Anil Kapoor inexplicably agreed to do this film, so his role is extended, and he gets to wear bizarre disguises and land up for split second rescues, because even though the tagline of the film is ‘a bloody housewife’, a woman does need a lot of help, when she lacks common sense.

Also, in London, apparently, one just has to go to a seedy area and ask the first drug peddler who approaches the car, where forged papers would be available, and then say the magic mug-me words, “I have the money.”

Paul tells her that there is no prison that cannot be broken out of, all it needs is focus and an attention to detail.

In movies, of course, it is always easy. People step out of the way and let the lead character do their thing.

When phone lines are cut, nobody thinks to use their cell phones to communicate.

When the cops, who are otherwise rushing about yelling, things like ‘Guard all exits!’, ‘Seal the city!’ — like they were chasing dangerous terrorists — get into their cars to go to the airport from where Savi is supposedly flying out with fake passports, instead of phoning and halting the flight.

The London cops underestimate Savi’s smarts, because they dismiss her as just a housewife.

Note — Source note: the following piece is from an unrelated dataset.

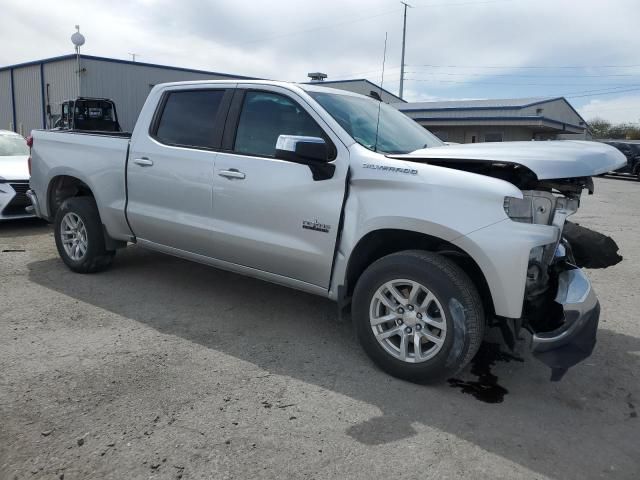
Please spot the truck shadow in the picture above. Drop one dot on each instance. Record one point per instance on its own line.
(582, 427)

Also, they don’t know she read all those books and has an expert on jailbreaks having her back.

Because Savi and Nakul have very little time together, there are flashbacks to their romance, and a needless backstory of Savi having survived riots in the past, which somehow explains her resilience.

It doesn’t explain why she wears the same wide-eyed, slightly baffled expression all the time.

Divya Khossla does not have the magnetism to carry a film by herself. If it weren’t for Anil Kapoor playing his part with far more gusto than required, Savi would have been tough to sit through, despite the brisk two-hour running time.